En Wells Gray hay muchas excursiones que hacer, y parece que muchas de ellas de cierta dificultad y duración. Nosotros teníamos que seguir con nuestra ruta, así que sólo íbamos a pasar una noche en el parque, pero si volviésemos a hacer el viaje, procuraríamos pasar un día más por la zona. Aún así, aprovechamos para visitar uno de los parajes que más impresión nos causó en todo el viaje. Cosmonautas, les presento las Hemlecken Falls:

Las Hemlecken Falls, “breathtaking” como dicen en inglés.

Es posible que no se pueda apreciar en la foto lo descomunal de esta catarata. Pero os podemos asegurar que era un agujero enorme, y que las aguas bajaban con una furia colosal. Al parecer, este peculiar paisaje se debe principalmente a que estábamos pisando tierras volcánicas. La verdad es que la vista justificaba el desvío que habíamos tomado de nuestra ruta hacia Jasper.

Otra pequeña excursión que se puede hacer, si se va con cierta prisa, es una granja abandonada, llamada Ray Farm. Ray y su esposa se establecieron en la zona a principios del s. XX y rápidamente se ganaron el respeto de la tribu de nativos americanos de la zona porque Ray les ayudó a erradicar algún tipo de peste que la tribu estaba sufriendo. La granja actualmente está medio derruida, y no hay intención de rehabilitarla, ya que quieren que desaparezca de forma natural. Lo que parece que puede durar más tiempo es la tumba del matrimonio, a pocos metros de la casa.

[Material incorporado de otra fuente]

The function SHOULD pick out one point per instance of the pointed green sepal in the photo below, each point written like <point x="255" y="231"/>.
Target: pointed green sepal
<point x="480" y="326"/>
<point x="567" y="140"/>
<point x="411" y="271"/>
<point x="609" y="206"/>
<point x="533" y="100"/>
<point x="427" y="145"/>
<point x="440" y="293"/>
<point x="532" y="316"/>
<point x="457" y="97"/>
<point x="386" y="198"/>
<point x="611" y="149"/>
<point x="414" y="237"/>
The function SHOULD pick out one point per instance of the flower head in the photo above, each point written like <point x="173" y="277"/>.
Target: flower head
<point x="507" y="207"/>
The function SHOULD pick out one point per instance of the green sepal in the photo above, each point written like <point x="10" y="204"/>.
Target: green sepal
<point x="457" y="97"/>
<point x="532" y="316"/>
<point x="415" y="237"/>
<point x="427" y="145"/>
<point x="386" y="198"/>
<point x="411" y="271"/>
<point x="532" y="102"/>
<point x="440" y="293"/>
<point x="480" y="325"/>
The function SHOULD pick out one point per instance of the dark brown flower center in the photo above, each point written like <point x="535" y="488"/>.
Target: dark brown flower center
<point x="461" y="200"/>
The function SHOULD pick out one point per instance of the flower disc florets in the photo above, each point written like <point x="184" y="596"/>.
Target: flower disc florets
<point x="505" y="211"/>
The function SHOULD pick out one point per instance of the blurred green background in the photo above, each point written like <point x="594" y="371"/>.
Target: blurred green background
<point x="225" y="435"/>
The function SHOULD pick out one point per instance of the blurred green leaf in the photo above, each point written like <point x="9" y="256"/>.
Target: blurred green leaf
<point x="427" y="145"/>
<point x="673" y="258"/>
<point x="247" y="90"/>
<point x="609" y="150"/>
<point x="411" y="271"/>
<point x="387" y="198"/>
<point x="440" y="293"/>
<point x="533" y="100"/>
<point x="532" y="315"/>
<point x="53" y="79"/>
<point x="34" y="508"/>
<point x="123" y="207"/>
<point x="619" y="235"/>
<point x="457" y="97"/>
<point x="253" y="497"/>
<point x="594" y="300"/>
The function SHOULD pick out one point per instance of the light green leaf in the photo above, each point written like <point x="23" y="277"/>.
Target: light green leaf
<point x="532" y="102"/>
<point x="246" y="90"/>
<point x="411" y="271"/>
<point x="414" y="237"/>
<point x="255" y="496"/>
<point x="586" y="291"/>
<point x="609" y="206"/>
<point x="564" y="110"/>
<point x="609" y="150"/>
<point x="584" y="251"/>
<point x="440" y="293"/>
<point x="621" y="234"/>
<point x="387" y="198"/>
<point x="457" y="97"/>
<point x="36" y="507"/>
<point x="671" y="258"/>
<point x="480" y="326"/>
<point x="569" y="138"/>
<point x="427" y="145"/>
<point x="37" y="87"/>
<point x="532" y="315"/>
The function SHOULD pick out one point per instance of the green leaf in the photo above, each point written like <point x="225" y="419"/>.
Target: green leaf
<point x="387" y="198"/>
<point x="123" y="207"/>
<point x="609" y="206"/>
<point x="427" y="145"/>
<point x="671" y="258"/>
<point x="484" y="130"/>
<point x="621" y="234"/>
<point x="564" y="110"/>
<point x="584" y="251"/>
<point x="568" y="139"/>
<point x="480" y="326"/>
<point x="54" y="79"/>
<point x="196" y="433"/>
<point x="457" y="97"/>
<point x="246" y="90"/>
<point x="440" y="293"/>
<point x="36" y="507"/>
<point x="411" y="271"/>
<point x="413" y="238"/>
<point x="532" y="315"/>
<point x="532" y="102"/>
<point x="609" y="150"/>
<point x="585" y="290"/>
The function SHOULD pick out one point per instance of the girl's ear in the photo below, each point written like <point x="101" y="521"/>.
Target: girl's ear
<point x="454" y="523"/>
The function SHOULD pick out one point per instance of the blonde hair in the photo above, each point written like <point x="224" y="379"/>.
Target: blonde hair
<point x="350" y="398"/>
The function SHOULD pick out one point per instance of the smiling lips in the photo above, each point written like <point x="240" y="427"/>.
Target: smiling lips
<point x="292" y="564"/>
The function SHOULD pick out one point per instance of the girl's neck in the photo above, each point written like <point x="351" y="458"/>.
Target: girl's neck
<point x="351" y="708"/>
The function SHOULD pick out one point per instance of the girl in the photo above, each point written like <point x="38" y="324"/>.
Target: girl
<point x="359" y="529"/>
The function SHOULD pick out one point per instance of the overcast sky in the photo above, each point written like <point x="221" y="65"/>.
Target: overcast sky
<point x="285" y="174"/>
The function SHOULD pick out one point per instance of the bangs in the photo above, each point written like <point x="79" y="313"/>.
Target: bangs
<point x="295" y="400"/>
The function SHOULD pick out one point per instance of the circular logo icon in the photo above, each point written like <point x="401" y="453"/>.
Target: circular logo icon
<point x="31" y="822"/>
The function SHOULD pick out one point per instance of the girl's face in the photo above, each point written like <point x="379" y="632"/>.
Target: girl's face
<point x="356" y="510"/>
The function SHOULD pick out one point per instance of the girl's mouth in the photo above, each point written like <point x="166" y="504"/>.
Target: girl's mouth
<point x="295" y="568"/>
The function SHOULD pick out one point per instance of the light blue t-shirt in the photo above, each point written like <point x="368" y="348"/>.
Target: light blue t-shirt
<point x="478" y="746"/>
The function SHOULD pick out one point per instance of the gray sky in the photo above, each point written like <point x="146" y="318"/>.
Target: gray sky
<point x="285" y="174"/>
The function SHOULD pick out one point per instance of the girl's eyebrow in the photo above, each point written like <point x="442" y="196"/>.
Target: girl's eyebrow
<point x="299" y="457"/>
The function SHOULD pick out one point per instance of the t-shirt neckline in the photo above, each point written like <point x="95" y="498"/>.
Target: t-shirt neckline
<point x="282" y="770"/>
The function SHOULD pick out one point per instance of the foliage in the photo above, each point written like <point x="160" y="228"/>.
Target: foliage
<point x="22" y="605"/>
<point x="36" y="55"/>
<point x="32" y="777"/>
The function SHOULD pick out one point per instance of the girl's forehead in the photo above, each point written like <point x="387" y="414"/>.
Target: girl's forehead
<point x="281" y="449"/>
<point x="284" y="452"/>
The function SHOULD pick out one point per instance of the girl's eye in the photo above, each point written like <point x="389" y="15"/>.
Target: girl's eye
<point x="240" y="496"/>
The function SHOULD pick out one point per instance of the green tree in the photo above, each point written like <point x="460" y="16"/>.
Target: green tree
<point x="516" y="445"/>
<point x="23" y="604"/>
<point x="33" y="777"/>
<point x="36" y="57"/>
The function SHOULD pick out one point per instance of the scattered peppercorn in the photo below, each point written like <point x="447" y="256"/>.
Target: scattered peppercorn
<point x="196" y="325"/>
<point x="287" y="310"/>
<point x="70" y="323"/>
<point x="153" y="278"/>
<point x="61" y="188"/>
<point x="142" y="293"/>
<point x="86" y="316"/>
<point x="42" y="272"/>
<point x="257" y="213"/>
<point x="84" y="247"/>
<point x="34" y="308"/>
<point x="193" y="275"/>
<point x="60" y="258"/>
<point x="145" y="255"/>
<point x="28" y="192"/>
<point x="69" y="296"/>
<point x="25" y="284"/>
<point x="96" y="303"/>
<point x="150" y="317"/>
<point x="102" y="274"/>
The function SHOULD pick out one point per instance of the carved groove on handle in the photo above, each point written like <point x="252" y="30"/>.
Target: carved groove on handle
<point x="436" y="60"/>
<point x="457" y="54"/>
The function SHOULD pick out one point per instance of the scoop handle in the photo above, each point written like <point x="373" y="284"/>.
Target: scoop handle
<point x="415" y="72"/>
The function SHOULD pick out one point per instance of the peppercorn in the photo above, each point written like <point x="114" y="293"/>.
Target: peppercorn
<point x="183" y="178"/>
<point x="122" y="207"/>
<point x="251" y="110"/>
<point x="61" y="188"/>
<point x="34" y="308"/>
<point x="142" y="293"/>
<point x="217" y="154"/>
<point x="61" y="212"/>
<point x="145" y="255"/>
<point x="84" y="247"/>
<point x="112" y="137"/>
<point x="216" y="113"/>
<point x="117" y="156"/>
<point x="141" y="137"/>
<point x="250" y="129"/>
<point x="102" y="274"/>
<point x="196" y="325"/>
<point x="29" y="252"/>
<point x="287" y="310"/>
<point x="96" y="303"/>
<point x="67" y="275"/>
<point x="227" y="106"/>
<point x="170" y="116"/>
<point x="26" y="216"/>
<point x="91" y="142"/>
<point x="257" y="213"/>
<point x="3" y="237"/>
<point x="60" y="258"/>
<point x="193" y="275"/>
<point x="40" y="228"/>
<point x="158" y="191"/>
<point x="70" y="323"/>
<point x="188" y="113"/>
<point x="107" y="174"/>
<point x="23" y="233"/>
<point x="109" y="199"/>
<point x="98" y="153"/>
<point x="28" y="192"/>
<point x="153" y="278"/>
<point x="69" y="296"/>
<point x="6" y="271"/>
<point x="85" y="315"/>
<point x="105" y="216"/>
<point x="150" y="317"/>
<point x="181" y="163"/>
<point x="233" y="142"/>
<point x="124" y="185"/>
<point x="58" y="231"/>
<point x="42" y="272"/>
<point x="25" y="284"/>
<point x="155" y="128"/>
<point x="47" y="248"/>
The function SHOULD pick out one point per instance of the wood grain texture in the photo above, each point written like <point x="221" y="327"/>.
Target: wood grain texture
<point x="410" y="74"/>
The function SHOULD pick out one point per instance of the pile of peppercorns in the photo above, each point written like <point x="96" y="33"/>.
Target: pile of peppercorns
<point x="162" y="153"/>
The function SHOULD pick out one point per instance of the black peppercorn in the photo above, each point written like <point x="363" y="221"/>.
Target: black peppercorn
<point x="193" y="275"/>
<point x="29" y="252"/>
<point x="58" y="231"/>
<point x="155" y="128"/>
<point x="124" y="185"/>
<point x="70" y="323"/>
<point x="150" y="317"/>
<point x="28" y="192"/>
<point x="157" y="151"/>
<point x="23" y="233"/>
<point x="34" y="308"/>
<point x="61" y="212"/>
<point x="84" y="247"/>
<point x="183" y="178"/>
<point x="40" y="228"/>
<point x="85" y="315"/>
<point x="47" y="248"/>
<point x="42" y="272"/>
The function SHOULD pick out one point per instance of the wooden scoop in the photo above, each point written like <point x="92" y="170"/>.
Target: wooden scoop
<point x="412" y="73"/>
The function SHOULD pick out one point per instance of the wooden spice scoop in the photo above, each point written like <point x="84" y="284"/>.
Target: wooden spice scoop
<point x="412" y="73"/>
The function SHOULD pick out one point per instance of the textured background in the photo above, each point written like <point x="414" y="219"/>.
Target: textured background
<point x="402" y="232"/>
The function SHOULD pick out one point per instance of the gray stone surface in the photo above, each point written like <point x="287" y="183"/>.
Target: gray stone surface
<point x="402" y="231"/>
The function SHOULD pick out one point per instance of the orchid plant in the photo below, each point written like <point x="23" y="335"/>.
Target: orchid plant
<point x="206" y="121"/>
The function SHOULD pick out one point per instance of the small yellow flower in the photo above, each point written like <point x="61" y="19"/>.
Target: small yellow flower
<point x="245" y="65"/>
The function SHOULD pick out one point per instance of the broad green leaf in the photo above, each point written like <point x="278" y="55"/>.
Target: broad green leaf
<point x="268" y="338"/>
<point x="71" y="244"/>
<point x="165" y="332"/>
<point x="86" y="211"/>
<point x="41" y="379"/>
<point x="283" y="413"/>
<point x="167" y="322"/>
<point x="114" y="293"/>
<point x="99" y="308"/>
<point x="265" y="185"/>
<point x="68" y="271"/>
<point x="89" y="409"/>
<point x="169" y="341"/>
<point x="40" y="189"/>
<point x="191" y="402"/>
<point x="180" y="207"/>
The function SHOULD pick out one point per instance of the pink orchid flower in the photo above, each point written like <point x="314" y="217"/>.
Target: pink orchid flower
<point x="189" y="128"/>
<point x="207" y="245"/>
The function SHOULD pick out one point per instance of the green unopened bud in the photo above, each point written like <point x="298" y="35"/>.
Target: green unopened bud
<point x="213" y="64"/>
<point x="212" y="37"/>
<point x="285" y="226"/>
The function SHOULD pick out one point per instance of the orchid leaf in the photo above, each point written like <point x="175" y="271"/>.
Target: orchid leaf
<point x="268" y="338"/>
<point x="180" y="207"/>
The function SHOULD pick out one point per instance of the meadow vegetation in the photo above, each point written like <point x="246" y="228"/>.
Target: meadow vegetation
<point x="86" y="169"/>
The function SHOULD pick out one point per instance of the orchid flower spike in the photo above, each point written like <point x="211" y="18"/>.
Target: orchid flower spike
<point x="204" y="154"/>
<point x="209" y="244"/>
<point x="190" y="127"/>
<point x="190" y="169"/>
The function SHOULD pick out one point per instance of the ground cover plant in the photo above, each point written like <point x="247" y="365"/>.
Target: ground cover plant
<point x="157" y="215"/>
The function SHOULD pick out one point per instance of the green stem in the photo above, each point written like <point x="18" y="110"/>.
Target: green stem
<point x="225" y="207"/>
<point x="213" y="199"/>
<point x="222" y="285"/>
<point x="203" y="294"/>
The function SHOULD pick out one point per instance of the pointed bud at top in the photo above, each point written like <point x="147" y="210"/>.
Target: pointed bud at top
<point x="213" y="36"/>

Como podéis ver, escogieron un sitio precioso para construir la granja, y tuvimos la suerte de disfrutarlo totalmente en solitario. Además, puede ser un buen sitio para avistar animales (con paciencia).

Después de estas fabulosas vistas nos despedimos de Wells Gray y cogimos de nuevo la ruta 5 destino a Jasper. Pero aún nos quedaba una fantástica aventura antes de llegar, ¡osos! Os lo contaremos en el próximo post.

EL CONSEJO DEL CASTOR:  Infórmate de los campings

Las rutas que van hacia las rocosas están llenas de campings para caravanas, los hay “públicos” y privados. Los primeros tienen unos precios y servicios estándar (son altamente recomendables), y los segundos pueden ser más caros o más baratos. Siempre es bueno informarse antes de las posibilidades que hay a través de Internet o con los folletos que se ofrecen en puntos de información. Es importante saber si vas a tener ducha, electricidad o posibilidad de verter aguas negras/grises, por si tienes que cargar/descargar antes de meterte en según que zonas.